Proposed New Accelerator Design for Homeland Security X-Ray Applications

Abstract

Two goals for security scanning of cargo and freight are the ability to determine the type of material that is being imaged, and to do so at low radiation dose. One commonly used technique to determine the effective Z of the cargo is dual-energy imaging, i.e. imaging with different x-ray energy spectra. Another technique uses the fact that the transmitted x-ray spectrum itself also depends on the effective Z. Spectroscopy is difficult because the energy of individual x rays needs to be measured in a very high count-rate environment. Typical accelerators for security applications offer large but short bursts of x-rays, suitable for current-mode integrated imaging.

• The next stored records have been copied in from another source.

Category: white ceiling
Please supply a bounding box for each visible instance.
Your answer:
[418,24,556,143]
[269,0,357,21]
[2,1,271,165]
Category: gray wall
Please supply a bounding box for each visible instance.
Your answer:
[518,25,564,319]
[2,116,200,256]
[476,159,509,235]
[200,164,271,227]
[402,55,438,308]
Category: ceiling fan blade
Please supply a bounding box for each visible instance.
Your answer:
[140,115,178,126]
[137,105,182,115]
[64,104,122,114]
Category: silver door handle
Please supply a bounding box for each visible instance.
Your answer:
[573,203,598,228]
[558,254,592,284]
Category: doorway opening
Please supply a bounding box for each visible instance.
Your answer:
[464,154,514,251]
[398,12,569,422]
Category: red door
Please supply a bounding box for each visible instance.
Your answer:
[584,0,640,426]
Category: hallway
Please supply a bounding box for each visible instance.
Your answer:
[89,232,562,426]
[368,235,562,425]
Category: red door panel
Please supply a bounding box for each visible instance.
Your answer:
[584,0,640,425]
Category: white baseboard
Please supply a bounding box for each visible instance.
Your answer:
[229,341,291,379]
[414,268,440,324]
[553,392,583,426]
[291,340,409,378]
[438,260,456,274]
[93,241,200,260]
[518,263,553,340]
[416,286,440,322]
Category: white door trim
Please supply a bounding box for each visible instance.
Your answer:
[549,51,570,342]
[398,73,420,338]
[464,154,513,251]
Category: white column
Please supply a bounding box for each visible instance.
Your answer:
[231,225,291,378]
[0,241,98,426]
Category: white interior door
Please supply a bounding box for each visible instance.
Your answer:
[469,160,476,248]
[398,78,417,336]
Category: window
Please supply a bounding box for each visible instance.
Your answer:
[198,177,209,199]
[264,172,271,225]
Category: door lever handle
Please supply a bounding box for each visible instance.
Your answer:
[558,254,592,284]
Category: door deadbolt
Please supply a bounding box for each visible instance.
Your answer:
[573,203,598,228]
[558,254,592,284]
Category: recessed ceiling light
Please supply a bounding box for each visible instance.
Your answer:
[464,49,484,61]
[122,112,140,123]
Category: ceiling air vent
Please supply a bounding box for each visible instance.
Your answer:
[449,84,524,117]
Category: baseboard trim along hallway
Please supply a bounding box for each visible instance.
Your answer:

In order to perform x-ray spectroscopy, a new accelerator design is desired that has the following features: 1)increased duty factor in order to spread out the arrival of x-rays at the detector array over time; 2)x-ray intensitymodulation from one delivered pulse to the next by adjusting the accelerator electron beam instantaneous current so as to deliveradequate signal without saturating the spectroscopic detector; and 3)the capability to direct the (forward peaked) x-ray intensity towards high-attenuation areas in the cargo (“fan-beam-steering”). Current sources are capable of 0.1% duty factor, although usually they are operated at significantly lower duty factors (∼0.04%), but duty factors in the range 0.4-1.0% are desired. The higher duty factor can be accomplished, e.g., by moving from 300 pulses per second (pps) to 1000 pps and/or increasing the pulse duration from a typical 4μs to 10μs. This paper describes initial R&D to examine cost effective modifications that could be performed on a typical accelerator for these purposes, as well as R&D for fan-beam steering.